Illustrations, especially ones in colour, were an ideal platform through which to foster widespread hatred. Besides the frequent use of postcards, posters and illustrated newspapers were now displayed throughout public spaces. Even children were specifically targeted, with books being used to recruit the younger generation.

Antisemitism

Auschwitz

1939-1945: The Changing Antisemitic Image

In 1941, the war became global in scale when Nazi Germany launched an invasion of the USSR, its former ally, and, following the Japanese attack on Pearl Harbor, the United States of America entered the conflict.

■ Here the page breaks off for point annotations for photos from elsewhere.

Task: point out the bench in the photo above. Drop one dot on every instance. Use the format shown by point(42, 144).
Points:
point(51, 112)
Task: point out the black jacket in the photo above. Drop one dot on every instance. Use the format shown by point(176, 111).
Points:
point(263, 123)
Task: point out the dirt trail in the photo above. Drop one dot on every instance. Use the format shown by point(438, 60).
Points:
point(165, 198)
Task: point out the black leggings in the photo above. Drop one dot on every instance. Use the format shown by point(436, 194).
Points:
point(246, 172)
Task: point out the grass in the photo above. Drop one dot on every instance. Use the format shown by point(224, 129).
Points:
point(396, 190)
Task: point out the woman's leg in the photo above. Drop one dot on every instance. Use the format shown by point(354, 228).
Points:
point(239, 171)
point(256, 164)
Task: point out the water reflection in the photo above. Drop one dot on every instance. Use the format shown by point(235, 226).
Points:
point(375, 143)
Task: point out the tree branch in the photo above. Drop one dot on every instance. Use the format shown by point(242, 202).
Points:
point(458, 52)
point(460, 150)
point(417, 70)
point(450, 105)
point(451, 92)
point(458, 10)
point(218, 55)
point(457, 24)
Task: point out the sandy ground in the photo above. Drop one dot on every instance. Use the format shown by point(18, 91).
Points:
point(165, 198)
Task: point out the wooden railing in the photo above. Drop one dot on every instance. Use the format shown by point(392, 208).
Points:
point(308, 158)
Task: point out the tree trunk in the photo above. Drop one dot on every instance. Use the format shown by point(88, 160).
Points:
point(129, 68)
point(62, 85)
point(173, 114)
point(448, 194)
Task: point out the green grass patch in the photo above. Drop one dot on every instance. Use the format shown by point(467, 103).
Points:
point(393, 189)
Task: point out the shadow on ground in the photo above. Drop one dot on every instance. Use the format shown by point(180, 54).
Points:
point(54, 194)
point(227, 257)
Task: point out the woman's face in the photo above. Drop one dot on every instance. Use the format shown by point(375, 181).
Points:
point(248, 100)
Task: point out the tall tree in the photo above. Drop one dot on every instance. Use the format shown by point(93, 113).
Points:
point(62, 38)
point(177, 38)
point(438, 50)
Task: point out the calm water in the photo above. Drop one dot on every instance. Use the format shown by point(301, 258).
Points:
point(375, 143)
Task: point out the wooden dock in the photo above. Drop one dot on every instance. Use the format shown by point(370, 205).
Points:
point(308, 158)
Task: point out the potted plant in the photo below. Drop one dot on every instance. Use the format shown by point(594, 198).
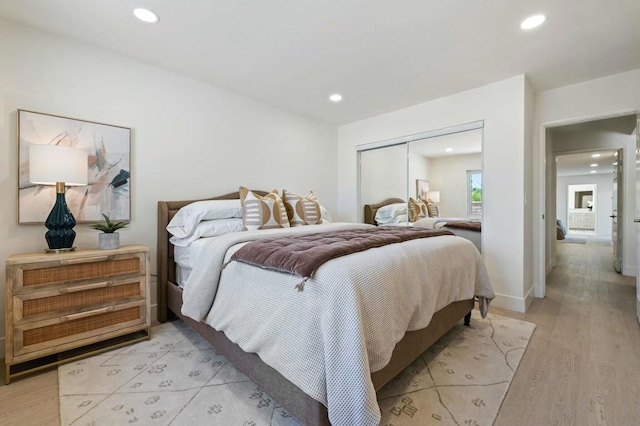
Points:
point(109, 239)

The assault on the USSR, the supposed bastion of the ‘Judaeo-Bolsheviks’, marked the beginning of the systematic extermination of Europe’s Jews.

Propaganda was used not only to stoke hatred against the Jews, but also to justify their total extermination; moreover, this propaganda was targeted not just at the troops ordered to kill Jews, but also at civilians, both in Germany and elsewhere. The stigmatisation of communist Jews therefore became part of a policy to win over Eastern European populations by portraying these populations as having been ‘liberated from the Judaeo-Bolshevik yoke’. Collaborating regimes in both the East and West stepped up their pressure on the Jews.

The antisemitic discourse accused Jews of having triggered the war, of wanting to take over the world, and of looting and killing. It cleared the Nazis and their collaborators of any responsibility for their acts and put responsibility on the Jews.

“Today, I will be a prophet once again: if the international Jewish financiers in Europe and beyond were to successfully plunge the nations into another world war, the result would not be the Bolshevisation of the world, and thus the victory of Jewry but, rather, the annihilation of the Jewish race in Europe.”Adolf Hitler, speech to the Reichstag (German Parliament), Berlin, 30 January 1939

The expressions of antisemitism did not speak so much about actual Jews as they did the obsessions of the antisemites themselves, in particular power, money and identity (‘race’). During this time of war, the graphic barbarisation of the imaginary Jew’s face reflected a radicalisation of antisemitism as it moved towards total dehumanisation of the Jews. It would ultimately lead to the utter negation of their identity as human beings.